The code I want to use is

lr = LogisticRegression(random_state=1)
lr.fit(train_set, train_label)
lr.predict_proba(x_test)

And the following is the error

line 21, in main lr.fit(train_set, train_label)

....

return array(a, dtype, copy=False, order=order) MemoryError


Solution

  • You haven't given enough details to really understand the problem or give a definite answer, but here are a few options I hope will help:

    1. The amount of memory available might be configurable.
    2. Training over all the data at the same time would raise OOM problems in many contexts, which is why the common practice is to use SGD (stochastic gradient descent) by training over batches, i.e. introducing only subsets of the data every iteration and getting a global optimization solution in a stochastic sense. If I'm guessing correctly, you're using sklearn.linear_model.LogisticRegression, which has different "solvers". Maybe the saga solver will handle your situation better.
    3. There are other implementations out there, and some of them definitely have batching options built-in in a highly configurable way.
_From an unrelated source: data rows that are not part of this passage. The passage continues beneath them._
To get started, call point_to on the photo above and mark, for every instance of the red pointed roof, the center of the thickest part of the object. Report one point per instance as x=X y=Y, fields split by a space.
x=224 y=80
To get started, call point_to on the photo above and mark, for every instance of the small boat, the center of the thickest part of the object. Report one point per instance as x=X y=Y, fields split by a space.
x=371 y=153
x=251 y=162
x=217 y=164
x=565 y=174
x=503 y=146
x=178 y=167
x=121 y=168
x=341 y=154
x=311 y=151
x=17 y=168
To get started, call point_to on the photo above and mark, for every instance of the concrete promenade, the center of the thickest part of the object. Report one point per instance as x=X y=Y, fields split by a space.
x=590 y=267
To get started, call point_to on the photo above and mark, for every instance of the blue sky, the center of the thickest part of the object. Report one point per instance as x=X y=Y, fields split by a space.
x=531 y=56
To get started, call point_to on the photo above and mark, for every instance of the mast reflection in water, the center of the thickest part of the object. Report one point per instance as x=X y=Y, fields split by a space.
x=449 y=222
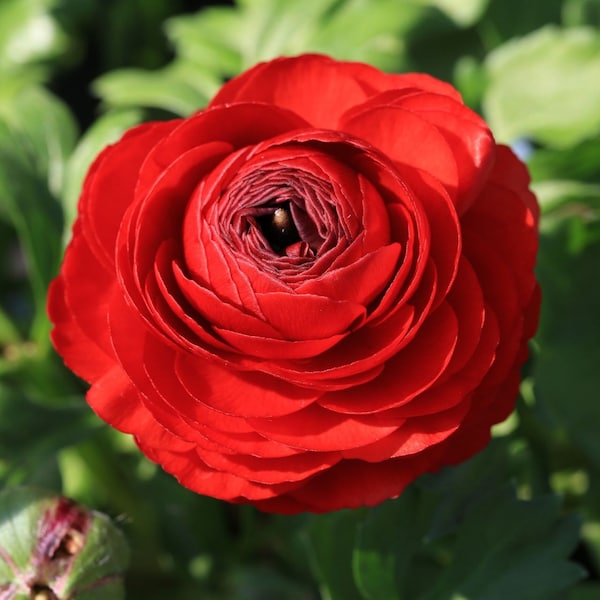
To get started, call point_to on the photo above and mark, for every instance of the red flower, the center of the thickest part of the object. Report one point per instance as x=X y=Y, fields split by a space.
x=308 y=294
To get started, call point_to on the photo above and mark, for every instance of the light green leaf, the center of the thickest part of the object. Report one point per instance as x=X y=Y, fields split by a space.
x=106 y=130
x=225 y=41
x=463 y=13
x=210 y=39
x=178 y=90
x=45 y=129
x=567 y=378
x=545 y=86
x=37 y=134
x=581 y=161
x=29 y=35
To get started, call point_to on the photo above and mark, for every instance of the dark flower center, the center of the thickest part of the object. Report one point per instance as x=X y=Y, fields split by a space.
x=279 y=228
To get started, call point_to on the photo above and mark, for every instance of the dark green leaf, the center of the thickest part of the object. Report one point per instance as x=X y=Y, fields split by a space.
x=387 y=539
x=566 y=371
x=331 y=539
x=508 y=548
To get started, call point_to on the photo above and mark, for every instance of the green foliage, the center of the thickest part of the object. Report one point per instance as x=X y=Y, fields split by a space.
x=551 y=63
x=517 y=521
x=419 y=548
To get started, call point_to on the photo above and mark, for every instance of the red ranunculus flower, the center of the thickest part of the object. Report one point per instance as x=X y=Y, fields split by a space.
x=307 y=294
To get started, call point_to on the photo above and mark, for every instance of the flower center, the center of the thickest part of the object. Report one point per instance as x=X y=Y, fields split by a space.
x=279 y=228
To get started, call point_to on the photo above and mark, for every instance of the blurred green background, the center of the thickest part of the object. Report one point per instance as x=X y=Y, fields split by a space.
x=75 y=74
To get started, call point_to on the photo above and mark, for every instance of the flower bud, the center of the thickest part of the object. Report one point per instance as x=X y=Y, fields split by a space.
x=53 y=549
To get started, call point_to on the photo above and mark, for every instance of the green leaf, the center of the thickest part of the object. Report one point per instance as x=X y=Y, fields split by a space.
x=464 y=13
x=45 y=129
x=581 y=161
x=30 y=431
x=30 y=37
x=225 y=41
x=209 y=39
x=37 y=134
x=586 y=591
x=331 y=540
x=52 y=546
x=561 y=65
x=386 y=541
x=176 y=89
x=508 y=548
x=507 y=19
x=567 y=378
x=106 y=130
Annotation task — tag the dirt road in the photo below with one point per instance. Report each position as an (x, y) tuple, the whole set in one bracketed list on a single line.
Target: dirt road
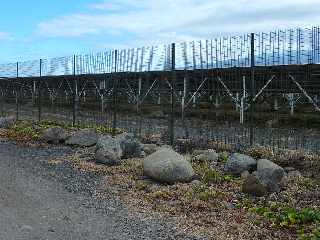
[(41, 201)]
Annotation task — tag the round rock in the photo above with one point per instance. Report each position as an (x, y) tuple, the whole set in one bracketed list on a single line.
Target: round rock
[(167, 166)]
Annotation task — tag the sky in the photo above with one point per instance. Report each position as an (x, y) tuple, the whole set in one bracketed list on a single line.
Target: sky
[(36, 29)]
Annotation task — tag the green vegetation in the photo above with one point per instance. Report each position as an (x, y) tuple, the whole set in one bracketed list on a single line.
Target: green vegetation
[(303, 219), (68, 126)]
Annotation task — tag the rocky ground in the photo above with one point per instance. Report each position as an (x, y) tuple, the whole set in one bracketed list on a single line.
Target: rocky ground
[(211, 206), (42, 198)]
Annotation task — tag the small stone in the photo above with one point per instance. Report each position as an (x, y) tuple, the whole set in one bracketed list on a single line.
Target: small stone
[(150, 148), (238, 163), (54, 135), (130, 145), (83, 138), (245, 174), (294, 174), (26, 228), (196, 183), (269, 175), (289, 169), (6, 122), (108, 151), (253, 187), (207, 155)]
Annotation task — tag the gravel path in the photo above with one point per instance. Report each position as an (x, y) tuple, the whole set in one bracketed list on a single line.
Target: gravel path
[(43, 201)]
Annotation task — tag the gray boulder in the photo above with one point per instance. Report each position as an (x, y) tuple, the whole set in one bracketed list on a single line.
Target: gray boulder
[(150, 148), (238, 163), (6, 122), (130, 145), (108, 151), (269, 175), (83, 138), (167, 166), (54, 135)]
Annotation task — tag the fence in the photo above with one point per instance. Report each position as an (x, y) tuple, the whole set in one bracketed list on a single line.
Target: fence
[(224, 93)]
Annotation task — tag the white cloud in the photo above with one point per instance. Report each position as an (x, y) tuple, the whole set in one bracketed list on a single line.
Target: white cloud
[(154, 21), (5, 36)]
And if worst comes to worst, implementing a logistic-regression model is fairly simple, and then you can batch easy as pie.

    Edit (due to discussion in comments):
    Here's a practical way to go about it, with a very very simple (and easy) example -

    from sklearn.linear_model import SGDClassifier
    import numpy as np
    import random
    
    X1 = np.random.multivariate_normal(mean=[10, 5], cov = np.diag([3, 8]), size=1000)  # diagonal covariance for simplicity
    Y1 = np.zeros((1000, 1))
    
    X2 = np.random.multivariate_normal(mean=[-4, 55], cov = np.diag([5, 1]), size=1000)  # diagonal covariance for simplicity
    Y2 = np.ones((1000, 1))
    
    X = np.vstack([X1, X2])
    Y = np.vstack([Y1, Y2]).reshape([2000,])
    
    sgd = SGDClassifier(loss='log', warm_start=True)  # as mentioned in answer. note that shuffle is defaulted to True.
    sgd.partial_fit(X, Y, classes = [0, 1])  # first time you need to say what your classes are
    
    for k in range(1000):
        batch_indexs = random.sample(range(2000), 20)
        sgd.partial_fit(X[batch_indexs, :], Y[batch_indexs])
    

    In practice you should be looking at the loss and accuracy and using a suitable while instead of for, but that much is left for the reader ;-)

    Note that you can control more than I've shown (like the number of iterations etc.), so you should read the documentation of SGDClassifier properly.
    Another thing to note is that there are different practices of batching. I just took a random subset every iteration, but some prefer to make sure every point in the data has been seen an equal amount of times (e.g. shuffle the data and then take batches in order indexes or something).